Vücudumuzun doğal uyandırma ve dinç hissettirme mekanizması kortizol hormonu, biyolojik saatimize göre günün üç vaktinde salgılanır. (08:00-09:00 / 12:00-13:00 / 17:30–18:30) Kafeinle benzer etkiye sahip olan kortizol hormonu, salgılandığı anda kahveye karşı direnç oluşturarak, kafeinin etkisini azaltır. Dolayısıyla da kahvenin kortizolün salgılandığı bu saatler dışında tüketilmesi uygun bulunur.
Tercihe göre değişmekle birlikte Osmanlı mutfağından Türk mutfağına kadar uzanan dönemde Türk kahvesinin ağırlıklı olarak şekersiz içildiği görülmektedir. Kahvenin aromasını tam anlamıyla hissetmek ve değerini anlamak için kahveyi şekersiz içmek kahve kültürünün önemli noktalarından biridir.
Genellikle kahve içildikten sonra tüketilen su, kahve kültürünün yanlış bilinen ritüellerden biri olarak karşımıza çıkar.

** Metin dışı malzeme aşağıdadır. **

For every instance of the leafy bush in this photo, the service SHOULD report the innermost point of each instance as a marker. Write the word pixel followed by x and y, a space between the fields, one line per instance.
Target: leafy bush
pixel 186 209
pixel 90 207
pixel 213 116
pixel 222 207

Kahvenin özüne göre su, kahve içilmeden önce yudumlanır, böylece ağızdaki farklı tatlar temizlenerek, kahvenin tadının daha net bir şekilde alınmasına yardımcı olur.
Kimileri ayılmak, kimileri yemek sonrası rahatlamak, kimileri ise keyif yapmak için içiyor Türk kahvesini. Tercihe göre lokumlu ve lokumsuz tüketilen kahvenin tatlı ile sunulması mecburi değil. Ancak kahvenin acı tadını damağında tatlandırmak isteyenlerin lokumla tüketmesi çikolata vb. tatlara göre daha uygun görülmektedir.